Yahoo! (NASDAQ:YHOO)
Yes, that's right. Yahoo! has been stagnant over the years, but 2008 promises to be different. I'm approaching this one as a win-win scenario. The ideal situation would have the company finally living up to its traffic-magnet potential, with CEO Jerry Yang reaping the accolades. On the flip side, the company could falter yet again, but if Yang got the boot in that case, the search for a market-appeasing outsider could reinvigorate the shares.

See, Yahoo! isn't broken. It's just stuck, pulled off to the side of the road as everyone else is whizzing on by. Now that the Panama upgrade to its paid-search platform has been exposed as a dud, the company needs to flag down a passing motorist who has a pair of starter cables. I'll still give Yang another quarter or two to work his magic, but I know I'm not the only one puzzled over seeing a Web-traffic leader that can boast of juicy Asian investments and quality sites such as Flickr and Yahoo! Answers on the one hand, yet produce bland income statements on the other. Something's gotta give, and I say it's the layer of incompetent complacency that buckles first.  

Travelzoo (NASDAQ:TZOO)
Things are never easy when you're misunderstood. And Travelzoo is misunderstood.

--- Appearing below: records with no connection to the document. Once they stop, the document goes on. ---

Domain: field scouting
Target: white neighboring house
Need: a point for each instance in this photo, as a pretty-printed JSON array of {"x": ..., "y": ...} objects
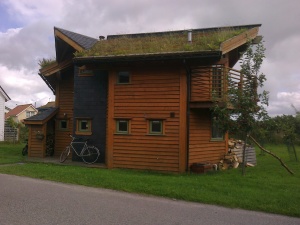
[
  {"x": 21, "y": 112},
  {"x": 3, "y": 98}
]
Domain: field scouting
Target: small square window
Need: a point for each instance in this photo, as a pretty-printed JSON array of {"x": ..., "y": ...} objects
[
  {"x": 84, "y": 126},
  {"x": 63, "y": 124},
  {"x": 123, "y": 77},
  {"x": 156, "y": 127},
  {"x": 122, "y": 126}
]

It's a publisher of travel deals, far removed from the more popular full-service portals such as Priceline (NASDAQ:PCLN) and Expedia (NASDAQ:EXPE). Cynics believe that the company's "Top 20" weekly email product, which goes out to more than 11 million opt-in recipients, can be easily duplicated. Yet even Priceline has gone this route, with its PriceBreakers missives. Haven't heard of PriceBreakers? Exactly. Travelzoo has planted the flag firmly in this lucrative niche.

Did I say lucrative? OK, so the company has missed analyst estimates in each of the past four quarters. Overseas expansion has proved costly, especially since operating losses abroad can't offset gains here (leading to some outlandish tax rates). I can't make excuses for the company's most recent quarter, during which domestic operating profits fell, but plenty of the seeds Travelzoo planted in 2007 should sprout in 2008. Whether it comes in the form of successful stateside initiatives or vindication abroad, 2008 is Travelzoo's year for redemption. Scorched analysts see only modest bottom-line improvement in 2008, but picking winners is all about taking chances in spotting what others fail to see.

Internet Brands (NASDAQ:INET)
It's not exactly a busted IPO, though Internet Brands is trading just shy of last month's $8-per-share IPO price tag. More than just another Internet stock for the back burner, Internet Brands owns several high-traffic sites in areas including automotive (Autos.com and CarsDirect), travel (Cruisemates, VacationHomes.com), and real estate (Loan.com, RealEstateABC).

All told, Internet Brands attracted 26.7 million unique visitors in September. Content is king? Not this year. Plenty of eyeball magnets -- from Internet Brands to CNET (NASDAQ:CNET) -- are trading in the single digits.

I'm looking for that situation to change next year. Even if Internet Brands' housing-based domains may take a bit longer than that to bounce back, the company as a whole is just begging to be appreciated. The IPO proved to be lousy timing, but now new investors can get in on the discounted pricing.